In the first quarter of 2018, new Windows 10 laptop devices featuring the Qualcomm Snapdragon 835 hit the market. While the appeal of having smartphone-esque processors powering these machines came with some excellent features (fantastic battery life and always-on LTE, for instance), the overall performance of these laptops was a bit underwhelming given that the 835 is a mid-2017 processor that’s a bit out-of-date.
At Computex 2018, however, Qualcomm made some noise by rolling out the Snapdragon 850, which the company says is a chip that has been specially designed for laptop use rather than the more common mobile devices (phones, tablets) of the past. That’s not to say that the 850 isn’t heavily inspired by its mobile sibling the 845, however, as it boasts the same Kryo 385 CPU, Adreno 630 GPU and X20 LTE modem as its immediate predecessor. With a clock speed of 2.95 GHz, the Snapdragon 850 gets a modest boost of nearly 30 percent over the 845, and Qualcomm also says the chip boasts 20 percent more battery life as well, with some speculating that the real-world performance could lead to as much as 18 hours of life on a single charge on stock batteries.

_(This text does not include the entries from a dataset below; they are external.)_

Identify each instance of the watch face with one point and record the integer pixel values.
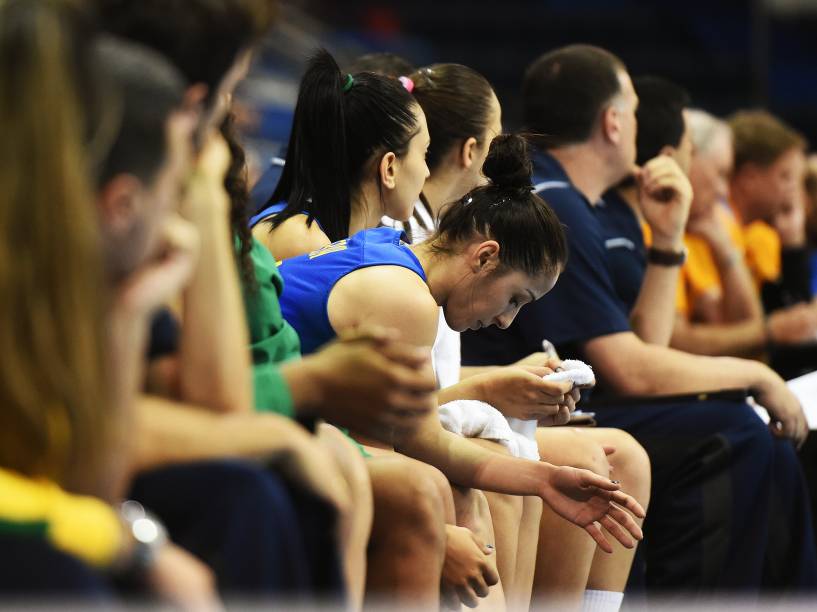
(146, 530)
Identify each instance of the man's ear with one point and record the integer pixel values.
(119, 204)
(611, 124)
(388, 170)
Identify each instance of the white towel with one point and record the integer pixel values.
(575, 371)
(475, 419)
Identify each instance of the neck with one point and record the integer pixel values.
(588, 169)
(739, 202)
(439, 269)
(441, 188)
(629, 193)
(366, 209)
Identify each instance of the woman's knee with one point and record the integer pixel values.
(351, 463)
(408, 499)
(629, 463)
(572, 447)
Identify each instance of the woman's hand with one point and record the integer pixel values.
(467, 569)
(520, 392)
(591, 502)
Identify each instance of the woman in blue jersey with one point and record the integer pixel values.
(496, 249)
(356, 152)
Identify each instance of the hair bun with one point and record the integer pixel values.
(508, 164)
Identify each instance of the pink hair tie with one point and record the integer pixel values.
(407, 83)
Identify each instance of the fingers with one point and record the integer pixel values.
(467, 596)
(479, 587)
(626, 501)
(617, 531)
(490, 575)
(595, 532)
(563, 416)
(538, 370)
(589, 479)
(626, 521)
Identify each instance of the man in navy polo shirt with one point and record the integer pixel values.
(713, 509)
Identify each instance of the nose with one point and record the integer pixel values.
(504, 321)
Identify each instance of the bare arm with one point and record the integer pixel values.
(743, 338)
(214, 364)
(631, 367)
(664, 197)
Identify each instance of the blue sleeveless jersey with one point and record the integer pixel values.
(309, 279)
(270, 211)
(266, 213)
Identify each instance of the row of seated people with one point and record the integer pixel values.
(119, 137)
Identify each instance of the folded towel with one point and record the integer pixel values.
(575, 371)
(475, 419)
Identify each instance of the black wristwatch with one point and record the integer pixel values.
(147, 535)
(660, 257)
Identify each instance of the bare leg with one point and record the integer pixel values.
(473, 512)
(506, 516)
(631, 466)
(356, 525)
(565, 552)
(520, 594)
(407, 547)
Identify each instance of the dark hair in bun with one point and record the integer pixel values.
(529, 233)
(508, 164)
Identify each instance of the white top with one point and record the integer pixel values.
(445, 355)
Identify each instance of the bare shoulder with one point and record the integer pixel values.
(292, 238)
(388, 296)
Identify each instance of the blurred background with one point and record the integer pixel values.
(728, 54)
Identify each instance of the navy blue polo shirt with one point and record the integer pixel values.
(624, 243)
(583, 305)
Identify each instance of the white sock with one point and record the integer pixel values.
(601, 601)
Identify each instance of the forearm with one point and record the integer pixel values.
(470, 388)
(653, 316)
(127, 344)
(214, 356)
(169, 432)
(630, 367)
(741, 302)
(470, 465)
(469, 371)
(735, 339)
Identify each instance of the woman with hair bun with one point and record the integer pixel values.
(496, 249)
(463, 115)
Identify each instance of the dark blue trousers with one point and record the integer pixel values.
(261, 536)
(729, 510)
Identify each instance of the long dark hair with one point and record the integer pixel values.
(529, 233)
(340, 122)
(237, 188)
(457, 104)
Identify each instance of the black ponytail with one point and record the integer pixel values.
(340, 122)
(529, 233)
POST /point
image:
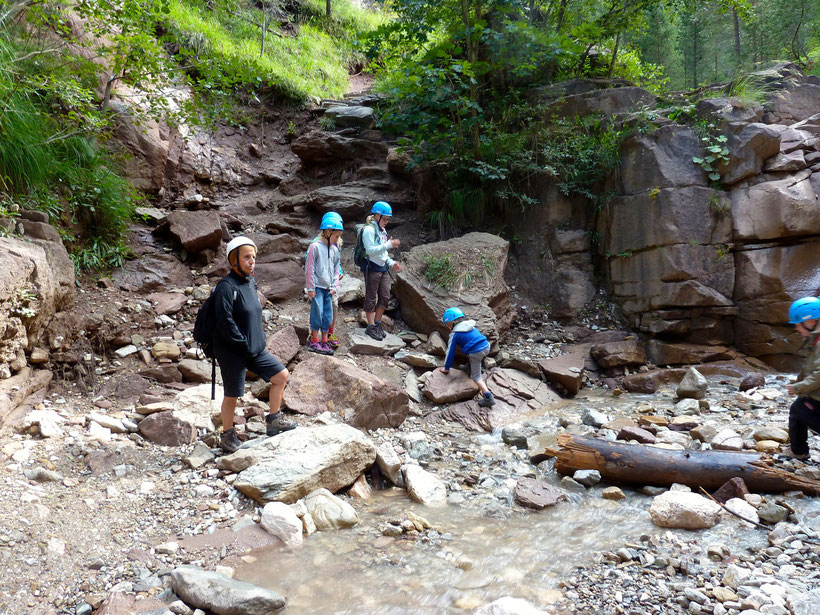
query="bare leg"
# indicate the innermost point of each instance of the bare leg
(228, 411)
(277, 390)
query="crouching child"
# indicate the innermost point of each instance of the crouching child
(469, 340)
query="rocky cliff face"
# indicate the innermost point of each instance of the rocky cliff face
(686, 260)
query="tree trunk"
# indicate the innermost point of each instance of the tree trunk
(737, 34)
(647, 465)
(561, 11)
(694, 59)
(614, 56)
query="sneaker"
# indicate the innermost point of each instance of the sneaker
(229, 443)
(276, 424)
(373, 331)
(381, 331)
(788, 453)
(487, 400)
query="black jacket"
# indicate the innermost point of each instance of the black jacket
(238, 316)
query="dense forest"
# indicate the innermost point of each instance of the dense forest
(458, 77)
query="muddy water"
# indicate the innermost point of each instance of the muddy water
(478, 554)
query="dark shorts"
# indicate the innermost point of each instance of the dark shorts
(233, 369)
(377, 290)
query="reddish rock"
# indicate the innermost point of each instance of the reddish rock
(618, 354)
(636, 433)
(196, 230)
(455, 386)
(733, 488)
(167, 430)
(649, 382)
(751, 381)
(284, 344)
(533, 493)
(321, 383)
(153, 272)
(566, 370)
(167, 303)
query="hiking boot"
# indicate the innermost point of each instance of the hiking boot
(381, 331)
(487, 400)
(229, 443)
(788, 453)
(276, 424)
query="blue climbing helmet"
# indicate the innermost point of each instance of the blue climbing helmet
(807, 308)
(451, 314)
(333, 221)
(382, 208)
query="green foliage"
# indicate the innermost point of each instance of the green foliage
(717, 154)
(579, 153)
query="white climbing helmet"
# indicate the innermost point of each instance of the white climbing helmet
(238, 242)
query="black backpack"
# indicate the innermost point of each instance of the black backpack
(205, 331)
(359, 253)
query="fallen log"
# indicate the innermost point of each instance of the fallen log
(639, 464)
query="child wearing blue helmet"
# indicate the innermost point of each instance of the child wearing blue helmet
(376, 267)
(804, 413)
(465, 337)
(321, 279)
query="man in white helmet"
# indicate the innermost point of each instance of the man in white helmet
(240, 341)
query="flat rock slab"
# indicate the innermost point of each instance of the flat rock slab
(221, 594)
(293, 464)
(322, 383)
(361, 343)
(536, 494)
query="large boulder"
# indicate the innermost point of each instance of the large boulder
(660, 158)
(281, 280)
(681, 275)
(345, 116)
(777, 209)
(284, 344)
(221, 594)
(321, 383)
(517, 395)
(293, 464)
(320, 147)
(690, 215)
(35, 282)
(196, 230)
(749, 146)
(684, 510)
(608, 102)
(477, 262)
(153, 272)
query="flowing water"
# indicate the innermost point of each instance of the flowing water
(479, 554)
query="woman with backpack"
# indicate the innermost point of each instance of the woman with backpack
(376, 265)
(239, 343)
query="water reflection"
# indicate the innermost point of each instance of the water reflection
(477, 558)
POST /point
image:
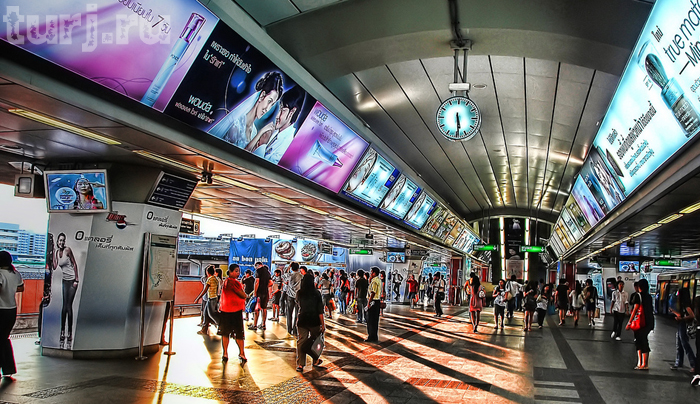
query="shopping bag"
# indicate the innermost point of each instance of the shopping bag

Putting these chips in laptops comes with a unique advantage. Due to the superior cooling options and larger chassis in these devices, it’s far less likely that these chips will suffer from thermal throttling than they would in a smartphone body. The always-on technology will also allow Windows 10 machines powered by these chips to both play and capture videos in 4K and make use of HDR technology.
As far as operating system issues are concerned, the latest Windows 10 update has optimizations that seem like they were designed to specifically help the Snapdragon 850, such as support for 64-bit ARM processors in Edge.

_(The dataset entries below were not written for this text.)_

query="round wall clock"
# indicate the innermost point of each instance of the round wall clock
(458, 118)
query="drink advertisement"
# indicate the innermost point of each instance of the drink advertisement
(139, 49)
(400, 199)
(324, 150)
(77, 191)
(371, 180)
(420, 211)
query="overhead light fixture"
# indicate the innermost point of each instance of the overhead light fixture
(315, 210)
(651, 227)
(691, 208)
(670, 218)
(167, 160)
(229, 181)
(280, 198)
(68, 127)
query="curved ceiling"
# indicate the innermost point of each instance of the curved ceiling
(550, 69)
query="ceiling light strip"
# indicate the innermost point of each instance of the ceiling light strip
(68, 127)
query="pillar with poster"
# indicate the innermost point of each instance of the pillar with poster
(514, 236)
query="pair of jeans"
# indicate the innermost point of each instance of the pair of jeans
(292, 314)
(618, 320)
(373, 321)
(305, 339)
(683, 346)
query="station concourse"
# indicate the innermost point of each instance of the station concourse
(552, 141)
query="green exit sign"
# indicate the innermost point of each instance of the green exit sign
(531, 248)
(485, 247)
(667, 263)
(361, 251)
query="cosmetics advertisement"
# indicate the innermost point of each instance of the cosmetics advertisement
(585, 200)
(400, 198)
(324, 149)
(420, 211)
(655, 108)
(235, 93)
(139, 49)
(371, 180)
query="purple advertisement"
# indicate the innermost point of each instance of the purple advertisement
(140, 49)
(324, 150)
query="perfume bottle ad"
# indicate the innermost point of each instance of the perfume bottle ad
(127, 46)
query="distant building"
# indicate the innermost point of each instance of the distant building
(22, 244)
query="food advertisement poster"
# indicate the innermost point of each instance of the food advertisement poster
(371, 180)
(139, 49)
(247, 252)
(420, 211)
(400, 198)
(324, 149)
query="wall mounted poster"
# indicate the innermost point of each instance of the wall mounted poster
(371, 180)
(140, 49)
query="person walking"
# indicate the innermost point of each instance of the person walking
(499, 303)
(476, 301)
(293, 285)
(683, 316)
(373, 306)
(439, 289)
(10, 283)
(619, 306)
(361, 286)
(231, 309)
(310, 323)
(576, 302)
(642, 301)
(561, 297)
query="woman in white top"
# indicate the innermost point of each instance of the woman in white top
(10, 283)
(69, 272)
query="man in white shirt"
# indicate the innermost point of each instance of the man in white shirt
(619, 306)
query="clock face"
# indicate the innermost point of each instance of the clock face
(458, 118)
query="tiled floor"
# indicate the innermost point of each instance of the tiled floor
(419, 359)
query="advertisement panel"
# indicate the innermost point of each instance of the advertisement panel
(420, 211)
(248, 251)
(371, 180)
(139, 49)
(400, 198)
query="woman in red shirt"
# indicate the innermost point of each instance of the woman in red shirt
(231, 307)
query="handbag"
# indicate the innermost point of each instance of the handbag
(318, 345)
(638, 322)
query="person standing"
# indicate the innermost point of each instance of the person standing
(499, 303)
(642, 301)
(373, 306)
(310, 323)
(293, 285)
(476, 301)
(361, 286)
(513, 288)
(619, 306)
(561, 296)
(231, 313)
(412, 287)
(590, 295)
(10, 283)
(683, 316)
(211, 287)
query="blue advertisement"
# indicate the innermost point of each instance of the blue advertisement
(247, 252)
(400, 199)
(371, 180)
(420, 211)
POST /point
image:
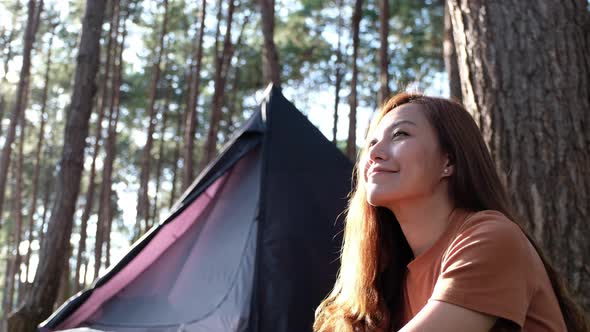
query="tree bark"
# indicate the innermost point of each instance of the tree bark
(339, 73)
(15, 262)
(38, 151)
(383, 50)
(38, 303)
(176, 157)
(221, 66)
(34, 10)
(270, 56)
(450, 56)
(100, 108)
(105, 209)
(154, 214)
(9, 56)
(232, 103)
(352, 100)
(525, 77)
(143, 198)
(191, 109)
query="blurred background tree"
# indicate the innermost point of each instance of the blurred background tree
(176, 78)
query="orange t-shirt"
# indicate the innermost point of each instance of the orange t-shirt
(484, 262)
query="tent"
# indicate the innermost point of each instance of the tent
(252, 245)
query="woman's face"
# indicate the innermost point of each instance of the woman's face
(404, 160)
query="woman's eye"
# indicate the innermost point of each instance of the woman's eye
(399, 133)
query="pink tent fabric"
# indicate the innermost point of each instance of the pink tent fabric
(157, 246)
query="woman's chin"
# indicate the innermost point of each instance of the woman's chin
(378, 200)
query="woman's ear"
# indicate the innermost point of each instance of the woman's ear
(449, 168)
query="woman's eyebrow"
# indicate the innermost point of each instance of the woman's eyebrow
(400, 122)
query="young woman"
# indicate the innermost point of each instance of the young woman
(431, 243)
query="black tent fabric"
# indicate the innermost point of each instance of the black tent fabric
(299, 195)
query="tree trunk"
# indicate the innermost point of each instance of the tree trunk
(14, 266)
(39, 149)
(270, 56)
(100, 108)
(65, 288)
(143, 198)
(46, 203)
(7, 59)
(450, 55)
(54, 253)
(339, 73)
(232, 103)
(383, 50)
(154, 215)
(191, 109)
(525, 77)
(176, 157)
(352, 100)
(222, 61)
(105, 209)
(34, 10)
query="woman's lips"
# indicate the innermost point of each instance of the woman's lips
(380, 171)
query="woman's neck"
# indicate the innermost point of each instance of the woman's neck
(424, 220)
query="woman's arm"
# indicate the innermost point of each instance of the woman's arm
(445, 317)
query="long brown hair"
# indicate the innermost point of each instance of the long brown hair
(367, 295)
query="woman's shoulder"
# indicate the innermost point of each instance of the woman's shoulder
(489, 222)
(491, 233)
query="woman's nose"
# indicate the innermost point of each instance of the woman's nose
(376, 152)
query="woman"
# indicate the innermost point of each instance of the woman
(430, 242)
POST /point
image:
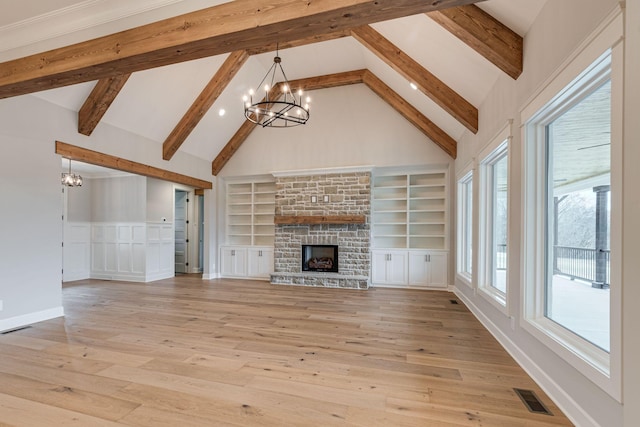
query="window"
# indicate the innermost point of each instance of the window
(465, 228)
(570, 203)
(578, 180)
(494, 201)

With the innovation curve beginning to flatten out for processors based on x86 architecture, manufacturers are starting to look to other alternatives to move the industry forward. Apple has been featuring Macbooks with ARM-based processing in them for some time, and recent reports suggest that they could begin moving their desktop line to proprietary, in-house ARM processors as early as 2020. The technology is quickly growing beyond the “mobile only” market and companies like Qualcomm are looking to get on that bandwagon and get their chips into devices as well.

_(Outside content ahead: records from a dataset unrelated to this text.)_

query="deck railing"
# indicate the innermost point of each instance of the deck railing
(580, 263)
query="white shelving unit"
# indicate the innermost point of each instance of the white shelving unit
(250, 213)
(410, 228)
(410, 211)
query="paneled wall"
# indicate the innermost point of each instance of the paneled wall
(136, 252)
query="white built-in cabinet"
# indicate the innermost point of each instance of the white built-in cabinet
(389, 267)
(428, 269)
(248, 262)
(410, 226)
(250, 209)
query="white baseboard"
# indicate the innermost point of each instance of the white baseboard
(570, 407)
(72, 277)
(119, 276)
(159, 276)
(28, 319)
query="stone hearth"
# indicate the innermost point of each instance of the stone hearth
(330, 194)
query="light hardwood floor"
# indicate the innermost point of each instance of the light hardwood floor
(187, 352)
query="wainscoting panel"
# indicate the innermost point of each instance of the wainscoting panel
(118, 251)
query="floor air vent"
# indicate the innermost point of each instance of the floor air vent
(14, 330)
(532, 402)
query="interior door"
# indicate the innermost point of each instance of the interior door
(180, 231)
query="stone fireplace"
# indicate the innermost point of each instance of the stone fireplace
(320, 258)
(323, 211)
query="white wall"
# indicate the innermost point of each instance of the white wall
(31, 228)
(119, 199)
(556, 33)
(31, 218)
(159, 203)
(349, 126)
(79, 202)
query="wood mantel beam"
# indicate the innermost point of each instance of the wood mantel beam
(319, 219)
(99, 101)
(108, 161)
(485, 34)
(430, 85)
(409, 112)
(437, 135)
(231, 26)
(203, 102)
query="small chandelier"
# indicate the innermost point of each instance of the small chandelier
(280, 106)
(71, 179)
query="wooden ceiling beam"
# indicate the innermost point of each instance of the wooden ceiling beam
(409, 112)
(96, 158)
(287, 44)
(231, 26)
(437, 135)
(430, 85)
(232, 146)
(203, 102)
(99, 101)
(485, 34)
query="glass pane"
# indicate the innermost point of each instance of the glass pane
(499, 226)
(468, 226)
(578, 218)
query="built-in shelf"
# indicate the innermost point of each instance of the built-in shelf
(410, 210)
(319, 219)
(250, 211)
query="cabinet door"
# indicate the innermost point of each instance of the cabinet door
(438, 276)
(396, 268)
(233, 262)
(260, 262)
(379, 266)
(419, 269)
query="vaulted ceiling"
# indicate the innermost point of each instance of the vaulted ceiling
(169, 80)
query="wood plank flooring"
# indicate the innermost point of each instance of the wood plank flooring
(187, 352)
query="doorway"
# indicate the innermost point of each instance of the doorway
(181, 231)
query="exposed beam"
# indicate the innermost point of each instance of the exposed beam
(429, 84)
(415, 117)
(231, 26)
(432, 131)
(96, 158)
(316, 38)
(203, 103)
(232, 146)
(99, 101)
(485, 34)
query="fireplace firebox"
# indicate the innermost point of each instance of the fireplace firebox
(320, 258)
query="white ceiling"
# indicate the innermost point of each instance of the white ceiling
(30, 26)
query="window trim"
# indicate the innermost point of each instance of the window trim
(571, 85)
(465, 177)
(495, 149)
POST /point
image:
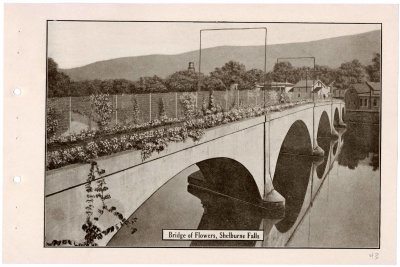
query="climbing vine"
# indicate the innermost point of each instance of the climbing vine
(188, 103)
(51, 122)
(97, 198)
(102, 106)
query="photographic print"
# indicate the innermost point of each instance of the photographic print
(212, 134)
(199, 133)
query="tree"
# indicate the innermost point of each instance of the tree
(252, 77)
(232, 72)
(212, 83)
(283, 72)
(374, 70)
(182, 81)
(162, 115)
(135, 111)
(58, 83)
(350, 73)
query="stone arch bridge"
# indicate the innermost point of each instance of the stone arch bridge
(243, 154)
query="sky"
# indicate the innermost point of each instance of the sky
(73, 44)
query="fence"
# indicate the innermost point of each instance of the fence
(71, 110)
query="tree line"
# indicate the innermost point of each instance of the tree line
(232, 72)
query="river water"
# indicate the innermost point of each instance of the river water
(332, 202)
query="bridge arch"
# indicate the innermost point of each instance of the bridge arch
(297, 140)
(228, 177)
(336, 118)
(324, 126)
(292, 172)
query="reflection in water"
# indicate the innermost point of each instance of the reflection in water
(290, 180)
(361, 141)
(332, 220)
(324, 143)
(224, 213)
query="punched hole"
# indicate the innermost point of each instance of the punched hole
(17, 91)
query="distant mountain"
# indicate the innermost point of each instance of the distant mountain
(330, 52)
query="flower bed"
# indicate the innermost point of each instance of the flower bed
(99, 143)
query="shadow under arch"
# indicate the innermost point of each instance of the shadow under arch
(292, 172)
(325, 144)
(324, 126)
(228, 177)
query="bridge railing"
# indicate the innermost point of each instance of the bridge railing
(72, 112)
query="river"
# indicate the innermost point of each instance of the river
(332, 202)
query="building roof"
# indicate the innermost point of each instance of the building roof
(308, 83)
(287, 84)
(361, 88)
(376, 86)
(366, 87)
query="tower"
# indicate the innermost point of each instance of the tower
(191, 67)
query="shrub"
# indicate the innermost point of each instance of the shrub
(162, 115)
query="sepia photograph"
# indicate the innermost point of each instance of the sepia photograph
(204, 134)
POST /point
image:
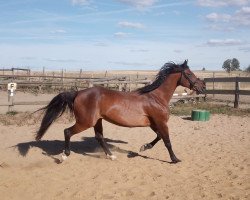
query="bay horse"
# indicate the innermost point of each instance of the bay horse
(144, 107)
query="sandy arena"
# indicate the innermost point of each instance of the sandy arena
(215, 162)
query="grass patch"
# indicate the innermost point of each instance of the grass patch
(186, 109)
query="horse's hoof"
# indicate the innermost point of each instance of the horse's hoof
(145, 147)
(112, 157)
(63, 157)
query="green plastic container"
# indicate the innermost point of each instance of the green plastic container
(200, 115)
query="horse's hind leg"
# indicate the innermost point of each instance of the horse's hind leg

It’s not all good news for Qualcomm, though. While the Snapdragon 850 looks like a promising chip, the bottleneck doesn’t have anything to with silicon but instead with laptop manufacturers being slow to implement designs featuring the new processors. There’s always hesitation on the part of manufacturers when it comes to new chips (just ask AMD about first-generation Ryzen), and given the lag between the announcement of the Snapdragon 835 and machines that actually had the chip inside, it will likely be Spring 2019 before we start seeing Windows 10 laptops with the 850 inside.
That said, the 850 is the first significant chip that looks to give consumers a viable alternative to other x86-based processors.